Hi,
I have observed that certain Bazel test cases from the test suite are timing out on CentOS 7 (kernel version 3.10.0-123.el7.x86_64). For example, I tried bazel_coverage_test (using command bazel test //src/test/shell/bazel:bazel_coverage_test) and observed that it just hangs. I tried tracing it using strace (log attached).
This seems to be CentOS specific behavior as I did not observe this on Ubuntu 16.04.
Has anybody observed this? Is this a regression as far as CentOS is concerned?
Thanks, Atul.
On 17/05/17 12:29, Atul Sowani wrote:
Hi,
I have observed that certain Bazel test cases from the test suite are timing out on CentOS 7 (kernel version 3.10.0-123.el7.x86_64). For example, I tried bazel_coverage_test (using command bazel test //src/test/shell/bazel:bazel_coverage_test) and observed that it just hangs. I tried tracing it using strace (log attached).
This seems to be CentOS specific behavior as I did not observe this on Ubuntu 16.04.

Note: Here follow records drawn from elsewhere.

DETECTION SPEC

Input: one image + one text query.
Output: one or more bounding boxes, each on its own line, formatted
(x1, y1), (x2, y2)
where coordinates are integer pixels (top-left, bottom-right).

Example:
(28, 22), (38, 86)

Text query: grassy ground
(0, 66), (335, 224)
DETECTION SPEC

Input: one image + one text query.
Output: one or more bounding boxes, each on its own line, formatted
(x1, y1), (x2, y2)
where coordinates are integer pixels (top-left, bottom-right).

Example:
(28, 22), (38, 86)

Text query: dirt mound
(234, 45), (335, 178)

Has anybody observed this? Is this a regression as far as CentOS is concerned?
Thanks, Atul.
If your kernel version is 3.10.0-123 then you are *way* backlevel. That is the original 7.0 kernel and the rest of your system is likely to also be at the same 2.5 year old level. You should `yum update` and retest on 7.3.
Trevor
If your kernel version is 3.10.0-123 then you are *way* backlevel. That is the original 7.0 kernel and the rest of your system is likely to also be at the same 2.5 year old level. You should `yum update` and retest on 7.3.
Trevor
I upgraded the kernel version to 4.11.1-1.el7.elrepo.x86_64 #1 SMP Sun May 14 11:54:29 EDT 2017 and performed the tests. However the result remains unchanged - the test hangs. I can provide the complete log file if required.
There is something interesting going on around line 16698 ("[pid 22714] _exit(0)") in the log file excerpt.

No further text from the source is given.